During the study period, 1/5 males and 1/5 females died in the high-dose group 48 h after administration. Clinical signs including slight staggering, ataxia and piloerection were observed 1 and 3 h post-dose in several animals (not further specified) being reversible within 24 h. At 20,000 mg/kg bw, the average body weight gain was reduced in both females and males due to strongly decreased body weight of 1 animal in each group. Gross necropsy of dead and sacrificed animals did not reveal any changes of the examined organs.

Therefore, the oral LD50 for male and female rats was considered to be greater than 20,000 mg/kg bw.

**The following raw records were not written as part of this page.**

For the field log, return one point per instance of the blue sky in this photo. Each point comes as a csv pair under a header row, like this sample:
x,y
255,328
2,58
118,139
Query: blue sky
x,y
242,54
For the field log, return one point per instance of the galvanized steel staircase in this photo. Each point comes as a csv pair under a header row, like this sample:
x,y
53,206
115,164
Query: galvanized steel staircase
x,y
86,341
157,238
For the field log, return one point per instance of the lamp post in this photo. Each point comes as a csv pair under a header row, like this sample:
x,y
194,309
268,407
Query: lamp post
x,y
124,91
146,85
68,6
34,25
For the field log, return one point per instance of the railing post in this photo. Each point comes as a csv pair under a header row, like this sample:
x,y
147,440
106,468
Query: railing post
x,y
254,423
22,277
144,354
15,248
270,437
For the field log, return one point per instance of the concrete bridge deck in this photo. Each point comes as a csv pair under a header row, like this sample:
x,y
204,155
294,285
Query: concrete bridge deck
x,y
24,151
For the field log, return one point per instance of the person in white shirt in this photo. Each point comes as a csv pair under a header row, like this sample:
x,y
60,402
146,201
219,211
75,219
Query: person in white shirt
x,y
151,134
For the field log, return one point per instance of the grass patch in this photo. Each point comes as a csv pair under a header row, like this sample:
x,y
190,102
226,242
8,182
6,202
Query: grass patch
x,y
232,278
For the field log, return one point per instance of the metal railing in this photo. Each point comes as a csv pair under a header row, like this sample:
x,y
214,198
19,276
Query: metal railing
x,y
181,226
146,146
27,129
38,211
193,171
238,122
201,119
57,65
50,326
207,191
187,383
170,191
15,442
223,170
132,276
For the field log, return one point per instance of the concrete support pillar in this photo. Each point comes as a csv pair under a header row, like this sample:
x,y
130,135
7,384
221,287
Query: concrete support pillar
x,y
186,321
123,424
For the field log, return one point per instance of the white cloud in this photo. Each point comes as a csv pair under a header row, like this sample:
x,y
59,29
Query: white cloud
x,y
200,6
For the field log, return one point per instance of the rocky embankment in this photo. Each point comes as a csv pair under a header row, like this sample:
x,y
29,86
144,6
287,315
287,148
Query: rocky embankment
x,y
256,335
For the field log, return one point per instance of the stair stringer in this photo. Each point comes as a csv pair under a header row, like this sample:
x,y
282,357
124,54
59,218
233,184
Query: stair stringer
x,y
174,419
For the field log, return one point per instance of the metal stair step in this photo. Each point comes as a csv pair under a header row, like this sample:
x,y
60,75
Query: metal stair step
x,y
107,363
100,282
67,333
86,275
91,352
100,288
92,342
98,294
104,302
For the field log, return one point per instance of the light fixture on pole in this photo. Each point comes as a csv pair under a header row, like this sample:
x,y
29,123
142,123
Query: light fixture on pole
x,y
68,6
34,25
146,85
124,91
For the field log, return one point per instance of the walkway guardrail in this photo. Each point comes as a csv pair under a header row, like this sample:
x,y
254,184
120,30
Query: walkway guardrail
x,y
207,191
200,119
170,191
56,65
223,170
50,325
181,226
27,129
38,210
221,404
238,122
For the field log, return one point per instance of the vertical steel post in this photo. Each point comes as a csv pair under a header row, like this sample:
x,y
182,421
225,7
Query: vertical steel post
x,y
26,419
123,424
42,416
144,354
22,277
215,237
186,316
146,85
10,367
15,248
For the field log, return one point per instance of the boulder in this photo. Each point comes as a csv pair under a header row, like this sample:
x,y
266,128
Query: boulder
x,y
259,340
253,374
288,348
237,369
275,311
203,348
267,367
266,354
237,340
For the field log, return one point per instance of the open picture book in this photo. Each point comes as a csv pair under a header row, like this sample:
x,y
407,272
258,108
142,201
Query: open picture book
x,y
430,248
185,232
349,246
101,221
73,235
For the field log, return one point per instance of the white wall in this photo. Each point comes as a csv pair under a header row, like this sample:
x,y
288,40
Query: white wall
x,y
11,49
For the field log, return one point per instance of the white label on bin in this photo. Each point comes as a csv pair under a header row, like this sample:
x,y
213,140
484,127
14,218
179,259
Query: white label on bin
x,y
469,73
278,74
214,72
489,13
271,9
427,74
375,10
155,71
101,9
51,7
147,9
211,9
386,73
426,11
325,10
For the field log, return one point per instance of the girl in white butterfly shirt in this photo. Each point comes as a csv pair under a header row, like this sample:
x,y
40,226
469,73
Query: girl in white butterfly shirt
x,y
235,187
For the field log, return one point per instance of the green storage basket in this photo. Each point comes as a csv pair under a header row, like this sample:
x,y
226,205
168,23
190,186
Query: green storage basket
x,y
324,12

Justification for selection of acute toxicity – oral endpoint
Hazard assessment is conducted by means of read-across from a structural analogue. The selected study is the most adequate and reliable study based on the identified similarities in structure and intrinsic properties between source and target substance and overall quality assessment (refer to the endpoint discussion for further details).

Justification for classification or non-classification

Based on read-across from a surrogate substance following an analogue approach, the available data on acute toxicity of Reaction product of lauric acid and oxybis(propanediol) (List No. 700-672-1) do not meet the criteria for classification according to Regulation (EC) 1272/2008 or Directive 67/548/EEC, and the data are therefore conclusive but not sufficient for classification.